The New Year holiday causes major markets to close early or remain closed all day, leading to a significant drop in trading liquidity. In this low-liquidity environment, any small movement can be amplified—especially the December Federal Reserve monetary policy meeting minutes, which, once released, could directly shake market expectations.
Even more interesting is the "three-way division" among global central banks. The Federal Reserve and the Bank of England have chosen to cut interest rates, while the Bank of Japan has increased rates against the trend. Most other central banks, such as the European Central Bank and the Reserve Bank of Australia, have chosen to hold steady. This unprecedented policy divergence has also reshaped our understanding of central bank behavior.
Why is this happening? Ultimately, it’s due to different economic conditions in each country.
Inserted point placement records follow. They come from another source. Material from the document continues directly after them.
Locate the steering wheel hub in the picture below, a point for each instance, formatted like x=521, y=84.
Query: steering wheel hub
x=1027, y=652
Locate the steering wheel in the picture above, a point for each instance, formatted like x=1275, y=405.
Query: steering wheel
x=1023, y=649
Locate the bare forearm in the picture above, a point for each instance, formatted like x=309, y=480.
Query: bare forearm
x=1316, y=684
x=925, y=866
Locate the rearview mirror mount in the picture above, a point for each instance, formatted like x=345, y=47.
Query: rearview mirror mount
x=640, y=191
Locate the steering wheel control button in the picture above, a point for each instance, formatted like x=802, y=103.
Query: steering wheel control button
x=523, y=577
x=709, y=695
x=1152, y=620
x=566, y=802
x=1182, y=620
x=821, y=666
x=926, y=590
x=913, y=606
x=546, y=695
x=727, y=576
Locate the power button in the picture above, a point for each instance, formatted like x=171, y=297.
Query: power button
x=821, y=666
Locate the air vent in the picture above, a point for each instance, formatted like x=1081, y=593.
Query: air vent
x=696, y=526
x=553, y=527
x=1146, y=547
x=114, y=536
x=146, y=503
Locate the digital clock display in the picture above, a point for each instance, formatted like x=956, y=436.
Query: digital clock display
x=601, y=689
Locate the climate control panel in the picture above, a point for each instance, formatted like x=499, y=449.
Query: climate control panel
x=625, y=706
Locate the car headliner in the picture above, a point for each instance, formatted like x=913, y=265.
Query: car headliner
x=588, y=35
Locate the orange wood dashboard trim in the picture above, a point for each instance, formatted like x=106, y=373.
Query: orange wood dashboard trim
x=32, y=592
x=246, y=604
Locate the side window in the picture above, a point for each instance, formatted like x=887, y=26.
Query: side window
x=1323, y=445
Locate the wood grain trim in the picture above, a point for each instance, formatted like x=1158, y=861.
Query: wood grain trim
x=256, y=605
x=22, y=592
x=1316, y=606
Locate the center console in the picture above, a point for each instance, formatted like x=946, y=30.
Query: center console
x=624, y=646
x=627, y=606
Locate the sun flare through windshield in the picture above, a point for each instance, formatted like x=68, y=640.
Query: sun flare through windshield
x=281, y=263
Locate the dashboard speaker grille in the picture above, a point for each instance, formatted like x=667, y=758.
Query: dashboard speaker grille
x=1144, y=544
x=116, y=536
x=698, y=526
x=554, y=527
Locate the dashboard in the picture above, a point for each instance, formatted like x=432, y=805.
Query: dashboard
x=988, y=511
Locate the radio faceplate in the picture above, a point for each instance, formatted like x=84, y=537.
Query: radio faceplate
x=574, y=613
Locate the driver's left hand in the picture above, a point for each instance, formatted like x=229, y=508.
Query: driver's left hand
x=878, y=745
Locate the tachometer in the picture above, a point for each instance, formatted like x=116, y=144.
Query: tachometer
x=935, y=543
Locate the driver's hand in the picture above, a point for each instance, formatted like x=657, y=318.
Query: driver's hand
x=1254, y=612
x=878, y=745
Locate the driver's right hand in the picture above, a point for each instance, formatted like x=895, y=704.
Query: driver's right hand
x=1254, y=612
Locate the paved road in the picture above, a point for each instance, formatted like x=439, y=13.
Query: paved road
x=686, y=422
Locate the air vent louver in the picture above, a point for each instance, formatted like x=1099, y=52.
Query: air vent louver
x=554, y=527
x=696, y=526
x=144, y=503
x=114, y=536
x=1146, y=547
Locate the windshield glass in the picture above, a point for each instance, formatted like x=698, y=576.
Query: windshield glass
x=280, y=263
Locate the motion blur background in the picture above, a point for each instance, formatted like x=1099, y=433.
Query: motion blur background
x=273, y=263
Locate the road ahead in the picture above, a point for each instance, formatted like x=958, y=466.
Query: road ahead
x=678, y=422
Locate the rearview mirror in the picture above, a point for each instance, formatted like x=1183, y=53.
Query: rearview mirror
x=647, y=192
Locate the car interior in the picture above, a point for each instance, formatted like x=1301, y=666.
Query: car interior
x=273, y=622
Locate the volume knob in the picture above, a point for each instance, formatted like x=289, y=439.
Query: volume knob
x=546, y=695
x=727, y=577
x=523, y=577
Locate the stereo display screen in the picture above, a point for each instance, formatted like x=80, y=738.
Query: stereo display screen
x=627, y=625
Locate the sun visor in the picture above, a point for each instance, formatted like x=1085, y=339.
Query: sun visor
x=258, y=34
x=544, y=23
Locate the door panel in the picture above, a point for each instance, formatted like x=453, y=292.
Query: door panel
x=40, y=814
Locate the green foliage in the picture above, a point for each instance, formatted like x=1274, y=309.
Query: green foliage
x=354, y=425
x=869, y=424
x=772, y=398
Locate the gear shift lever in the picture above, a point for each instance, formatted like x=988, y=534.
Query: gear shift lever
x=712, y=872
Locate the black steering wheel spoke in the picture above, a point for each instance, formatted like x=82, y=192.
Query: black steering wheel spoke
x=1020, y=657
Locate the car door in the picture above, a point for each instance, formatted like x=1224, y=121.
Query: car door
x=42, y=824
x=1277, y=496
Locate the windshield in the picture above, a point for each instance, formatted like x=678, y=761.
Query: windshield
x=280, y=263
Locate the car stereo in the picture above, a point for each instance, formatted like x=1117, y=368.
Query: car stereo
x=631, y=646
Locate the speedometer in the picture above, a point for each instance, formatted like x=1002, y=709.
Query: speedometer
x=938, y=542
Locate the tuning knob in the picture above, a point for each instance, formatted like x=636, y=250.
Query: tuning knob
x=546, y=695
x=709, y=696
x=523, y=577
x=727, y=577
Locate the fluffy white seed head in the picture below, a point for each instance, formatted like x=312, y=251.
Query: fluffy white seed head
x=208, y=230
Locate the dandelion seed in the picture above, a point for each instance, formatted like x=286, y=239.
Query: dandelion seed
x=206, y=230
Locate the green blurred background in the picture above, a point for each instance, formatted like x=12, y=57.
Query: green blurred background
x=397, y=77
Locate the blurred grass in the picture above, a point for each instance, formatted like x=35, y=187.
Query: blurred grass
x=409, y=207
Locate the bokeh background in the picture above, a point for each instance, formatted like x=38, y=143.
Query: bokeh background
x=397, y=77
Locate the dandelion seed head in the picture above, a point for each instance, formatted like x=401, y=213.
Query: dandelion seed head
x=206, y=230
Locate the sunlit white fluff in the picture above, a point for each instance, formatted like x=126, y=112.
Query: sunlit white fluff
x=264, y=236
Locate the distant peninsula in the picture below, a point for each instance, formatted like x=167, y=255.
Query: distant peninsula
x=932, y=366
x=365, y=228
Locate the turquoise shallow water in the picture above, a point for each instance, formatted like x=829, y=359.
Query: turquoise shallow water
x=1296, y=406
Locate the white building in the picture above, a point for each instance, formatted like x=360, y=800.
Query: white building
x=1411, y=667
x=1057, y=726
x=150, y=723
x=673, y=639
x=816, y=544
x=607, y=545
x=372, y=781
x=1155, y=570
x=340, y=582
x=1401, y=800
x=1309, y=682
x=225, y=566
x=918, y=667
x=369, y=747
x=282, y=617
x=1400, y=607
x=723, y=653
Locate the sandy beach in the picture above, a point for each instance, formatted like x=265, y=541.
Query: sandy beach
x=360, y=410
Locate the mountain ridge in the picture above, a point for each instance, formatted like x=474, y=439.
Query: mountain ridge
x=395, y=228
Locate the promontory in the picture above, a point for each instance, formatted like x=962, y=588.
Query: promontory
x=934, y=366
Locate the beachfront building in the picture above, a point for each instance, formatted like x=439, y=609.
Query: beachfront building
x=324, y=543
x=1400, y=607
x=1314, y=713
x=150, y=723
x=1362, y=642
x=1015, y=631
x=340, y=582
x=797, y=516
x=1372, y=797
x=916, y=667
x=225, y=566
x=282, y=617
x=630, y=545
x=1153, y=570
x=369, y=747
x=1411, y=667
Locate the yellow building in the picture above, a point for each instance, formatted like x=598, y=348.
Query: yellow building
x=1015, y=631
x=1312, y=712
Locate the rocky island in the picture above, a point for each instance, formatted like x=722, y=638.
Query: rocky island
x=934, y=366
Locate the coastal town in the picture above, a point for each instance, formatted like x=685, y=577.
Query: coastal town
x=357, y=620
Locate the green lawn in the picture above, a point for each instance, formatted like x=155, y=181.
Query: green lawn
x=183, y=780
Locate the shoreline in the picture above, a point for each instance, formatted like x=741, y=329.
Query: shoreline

The US and the UK are facing slowing growth and employment pressures, Japan is on the brink of escaping long-term deflation, and the Eurozone is stuck in an awkward balance of "weak growth + sluggish inflation." Central banks’ policy choices are simply responses to their respective economic realities.
What does this mean for investors? The old approach of making money based on a single central bank’s guidance is outdated. Now, it’s essential to analyze from multiple angles—considering economic resilience, inflation stickiness, and policy credibility. Whether gold and other precious metals can continue last year’s epic rally depends crucially on how events unfold this week.